LONDON, United Kingdom — Hussein Chalayan said that he was thinking about the banlieues of Paris and the plight of refugees who arrive in the city and are subsequently sent packing. He spoke about immigration, the fear of the arrival of "others" and how we need to go beyond simply tolerating immigrants to actively embracing them in northern Europe (just as was done with Holocaust survivors after World War Two).
As far as fashion shows go, that kind of idea is heavy and could easily be construed as insensitive inspiration. When it comes from Chalayan, though, it sounds sincere. After all, this is the designer who famously staged a show in 2000 as an ode to refugees of war, who have been obliged to transplant their lives from one place to another as the world implodes around them. Back then, models dressed themselves in cushion covers, chairs became suitcases, and a table extended into a tiered crinoline skirt as gesture that meditated upon the idea of a portable home.
Fast forward almost two decades and the sense of theatricality is somewhat more subdued.
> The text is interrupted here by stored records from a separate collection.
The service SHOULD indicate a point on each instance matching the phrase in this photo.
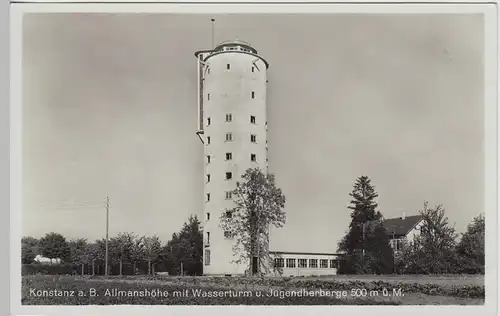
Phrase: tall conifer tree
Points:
(366, 245)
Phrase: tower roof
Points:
(235, 42)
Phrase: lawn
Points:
(338, 290)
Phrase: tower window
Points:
(313, 263)
(333, 263)
(207, 257)
(323, 263)
(302, 263)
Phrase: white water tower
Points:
(232, 125)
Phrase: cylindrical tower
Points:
(232, 125)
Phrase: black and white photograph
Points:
(266, 158)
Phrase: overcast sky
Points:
(110, 110)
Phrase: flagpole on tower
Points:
(213, 24)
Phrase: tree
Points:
(137, 251)
(78, 252)
(470, 249)
(366, 245)
(152, 251)
(186, 248)
(120, 248)
(433, 250)
(93, 254)
(29, 249)
(54, 246)
(258, 204)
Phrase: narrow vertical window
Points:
(207, 257)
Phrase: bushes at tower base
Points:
(37, 268)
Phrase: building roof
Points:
(399, 226)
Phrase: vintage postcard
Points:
(268, 154)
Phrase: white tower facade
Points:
(232, 124)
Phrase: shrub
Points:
(57, 269)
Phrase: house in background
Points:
(400, 228)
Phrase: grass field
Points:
(334, 290)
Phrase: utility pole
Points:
(107, 236)
(213, 22)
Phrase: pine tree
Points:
(470, 249)
(366, 244)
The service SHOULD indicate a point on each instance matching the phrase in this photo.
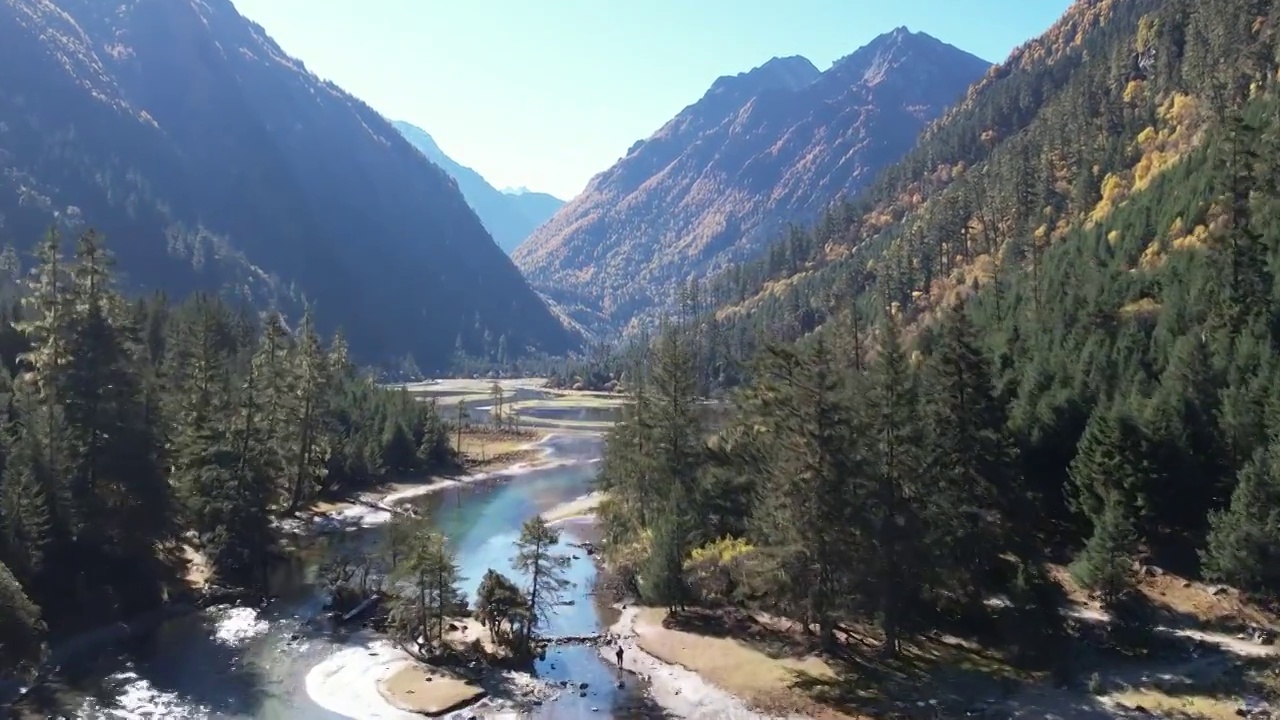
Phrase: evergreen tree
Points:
(311, 438)
(896, 464)
(22, 647)
(977, 505)
(538, 560)
(1106, 563)
(1244, 538)
(430, 574)
(814, 482)
(502, 607)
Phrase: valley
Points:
(882, 381)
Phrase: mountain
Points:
(759, 150)
(1080, 192)
(538, 206)
(213, 160)
(508, 217)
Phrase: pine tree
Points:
(896, 463)
(977, 497)
(22, 646)
(1106, 563)
(814, 482)
(501, 606)
(119, 493)
(26, 523)
(663, 573)
(1111, 464)
(430, 572)
(311, 438)
(536, 559)
(1244, 538)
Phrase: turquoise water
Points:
(184, 670)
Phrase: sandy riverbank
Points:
(579, 509)
(679, 691)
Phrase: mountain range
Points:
(213, 160)
(758, 151)
(508, 215)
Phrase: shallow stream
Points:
(279, 664)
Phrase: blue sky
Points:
(548, 92)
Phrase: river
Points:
(280, 662)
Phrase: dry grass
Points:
(763, 680)
(773, 666)
(197, 568)
(461, 633)
(487, 447)
(1179, 706)
(415, 688)
(577, 507)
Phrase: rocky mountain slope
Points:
(213, 160)
(759, 150)
(538, 206)
(510, 218)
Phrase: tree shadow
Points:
(1101, 675)
(181, 660)
(745, 628)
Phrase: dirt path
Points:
(679, 691)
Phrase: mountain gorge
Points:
(758, 151)
(510, 217)
(213, 160)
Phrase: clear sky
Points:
(548, 92)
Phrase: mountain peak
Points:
(903, 58)
(784, 73)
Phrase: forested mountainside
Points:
(762, 149)
(538, 206)
(216, 162)
(135, 433)
(1048, 333)
(510, 218)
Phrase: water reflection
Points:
(190, 668)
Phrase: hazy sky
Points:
(548, 92)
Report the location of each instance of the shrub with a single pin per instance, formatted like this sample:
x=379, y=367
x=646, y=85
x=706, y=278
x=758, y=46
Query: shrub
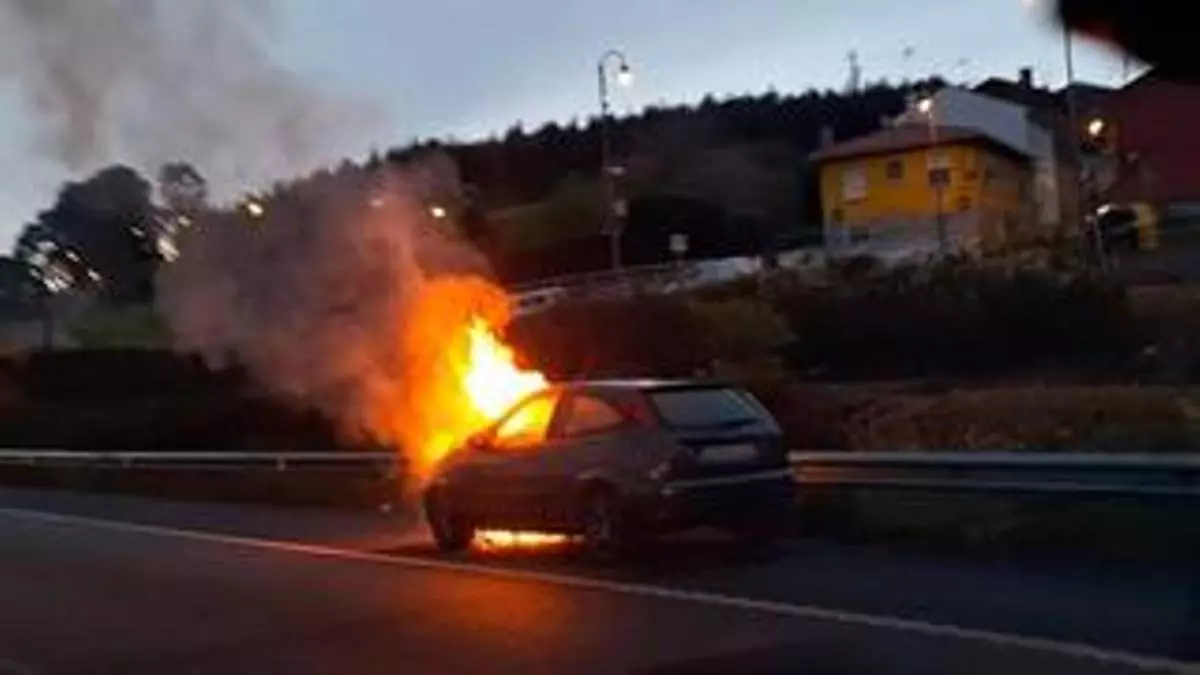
x=646, y=335
x=953, y=318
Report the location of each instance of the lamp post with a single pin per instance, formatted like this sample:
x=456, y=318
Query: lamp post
x=613, y=213
x=927, y=107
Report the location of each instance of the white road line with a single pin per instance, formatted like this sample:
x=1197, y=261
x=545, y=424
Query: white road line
x=1074, y=650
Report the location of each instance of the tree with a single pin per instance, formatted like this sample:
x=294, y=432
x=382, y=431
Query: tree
x=99, y=232
x=21, y=290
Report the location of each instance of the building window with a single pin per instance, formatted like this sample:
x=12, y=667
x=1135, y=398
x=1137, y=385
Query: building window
x=894, y=169
x=939, y=177
x=853, y=185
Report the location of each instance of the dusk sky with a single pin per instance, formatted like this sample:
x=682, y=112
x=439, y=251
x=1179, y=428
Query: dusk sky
x=471, y=67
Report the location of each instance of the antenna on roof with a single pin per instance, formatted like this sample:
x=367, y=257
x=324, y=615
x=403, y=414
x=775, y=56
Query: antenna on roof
x=856, y=73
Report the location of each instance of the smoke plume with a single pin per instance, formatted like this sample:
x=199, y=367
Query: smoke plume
x=148, y=82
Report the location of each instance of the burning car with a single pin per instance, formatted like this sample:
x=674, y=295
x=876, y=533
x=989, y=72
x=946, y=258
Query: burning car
x=617, y=463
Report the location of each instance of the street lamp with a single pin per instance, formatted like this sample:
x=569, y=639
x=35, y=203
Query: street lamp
x=925, y=107
x=613, y=211
x=255, y=209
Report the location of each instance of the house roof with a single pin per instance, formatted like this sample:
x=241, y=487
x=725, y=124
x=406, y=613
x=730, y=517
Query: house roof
x=909, y=137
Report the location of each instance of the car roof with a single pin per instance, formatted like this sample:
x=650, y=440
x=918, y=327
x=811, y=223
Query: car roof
x=637, y=384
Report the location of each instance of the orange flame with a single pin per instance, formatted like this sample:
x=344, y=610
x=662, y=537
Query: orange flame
x=459, y=375
x=493, y=383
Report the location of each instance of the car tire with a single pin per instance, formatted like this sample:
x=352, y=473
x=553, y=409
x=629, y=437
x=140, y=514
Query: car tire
x=607, y=532
x=451, y=532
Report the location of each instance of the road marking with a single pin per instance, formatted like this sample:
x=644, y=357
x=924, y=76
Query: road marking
x=1074, y=650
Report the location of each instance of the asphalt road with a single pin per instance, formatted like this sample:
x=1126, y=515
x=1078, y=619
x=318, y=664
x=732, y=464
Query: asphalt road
x=94, y=584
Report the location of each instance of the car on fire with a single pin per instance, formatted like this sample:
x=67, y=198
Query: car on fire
x=617, y=464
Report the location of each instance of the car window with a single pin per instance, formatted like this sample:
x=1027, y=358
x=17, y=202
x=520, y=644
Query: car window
x=526, y=425
x=588, y=414
x=705, y=408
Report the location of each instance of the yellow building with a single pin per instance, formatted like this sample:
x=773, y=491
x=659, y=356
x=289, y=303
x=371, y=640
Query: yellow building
x=918, y=184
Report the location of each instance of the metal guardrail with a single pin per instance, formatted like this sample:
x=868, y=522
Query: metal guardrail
x=388, y=464
x=1033, y=473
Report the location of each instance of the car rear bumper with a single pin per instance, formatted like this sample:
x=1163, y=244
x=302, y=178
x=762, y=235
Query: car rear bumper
x=726, y=500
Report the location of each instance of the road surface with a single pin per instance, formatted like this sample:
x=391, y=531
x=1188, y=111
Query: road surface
x=101, y=584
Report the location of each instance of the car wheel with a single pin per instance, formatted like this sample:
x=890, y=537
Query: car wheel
x=451, y=532
x=606, y=532
x=760, y=536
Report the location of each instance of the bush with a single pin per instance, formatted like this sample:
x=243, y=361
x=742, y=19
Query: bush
x=647, y=335
x=143, y=400
x=953, y=318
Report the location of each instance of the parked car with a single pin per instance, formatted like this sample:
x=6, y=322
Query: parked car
x=618, y=463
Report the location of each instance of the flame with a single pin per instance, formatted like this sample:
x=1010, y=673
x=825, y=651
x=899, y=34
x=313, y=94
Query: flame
x=493, y=383
x=517, y=539
x=459, y=374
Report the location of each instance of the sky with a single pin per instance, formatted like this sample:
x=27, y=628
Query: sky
x=467, y=69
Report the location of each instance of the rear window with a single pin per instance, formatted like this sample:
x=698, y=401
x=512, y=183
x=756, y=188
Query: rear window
x=706, y=408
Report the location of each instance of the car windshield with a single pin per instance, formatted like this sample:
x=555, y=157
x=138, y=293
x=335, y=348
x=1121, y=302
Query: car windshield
x=705, y=408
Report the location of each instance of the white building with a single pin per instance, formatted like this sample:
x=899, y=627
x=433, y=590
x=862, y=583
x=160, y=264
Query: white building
x=1014, y=126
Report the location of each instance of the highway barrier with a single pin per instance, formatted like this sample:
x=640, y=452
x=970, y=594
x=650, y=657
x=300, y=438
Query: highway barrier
x=1146, y=507
x=1033, y=473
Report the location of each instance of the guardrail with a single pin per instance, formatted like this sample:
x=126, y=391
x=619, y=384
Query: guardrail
x=1048, y=473
x=388, y=464
x=1068, y=475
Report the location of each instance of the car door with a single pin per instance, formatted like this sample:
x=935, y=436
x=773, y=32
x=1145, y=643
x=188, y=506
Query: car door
x=508, y=460
x=574, y=449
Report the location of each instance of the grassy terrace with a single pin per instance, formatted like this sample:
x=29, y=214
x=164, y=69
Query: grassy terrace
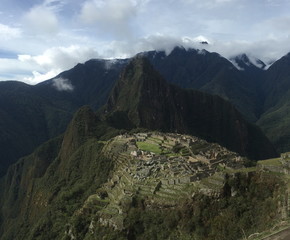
x=145, y=146
x=272, y=162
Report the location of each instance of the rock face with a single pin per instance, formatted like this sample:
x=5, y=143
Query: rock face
x=83, y=186
x=142, y=98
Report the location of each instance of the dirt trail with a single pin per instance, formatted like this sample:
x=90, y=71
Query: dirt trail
x=283, y=235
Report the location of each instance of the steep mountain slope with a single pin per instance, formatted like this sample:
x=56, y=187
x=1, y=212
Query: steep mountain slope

Instead, Chalayan presented a wardrobe of menswear with circular panels on the left shoulder that were draped and made intrinsic to the construction of the outerwear and striped shirting. It may not sound or look like it has anything to do with refugees, but the designer said it was purposefully a looping shape to represent the idea of going forward and being pulled back, as a reflection of how refugees arrive in Europe and are sent back to dangerous territories.
Concept aside, Chalayan’s collection was compelling: there were delicious colour combinations, like fuchsia and navy, as well as tangerine, camel and primrose. North African blanket weaves in deep crimson, purple wool and cashmere were turned into artfully panelled tops. Some of the prints and pattern-cutting took cues from abstracting the aerial map of Paris’ banlieues. Shirting was quietly dramatic and the outerwear was particularly strong, especially considering that the aforementioned panels can be adapted to drape in different ways. It wasn’t quite the grand experimentation that the designer was once known for, but times have changed and it made a case for brilliantly made clothes with a story behind them.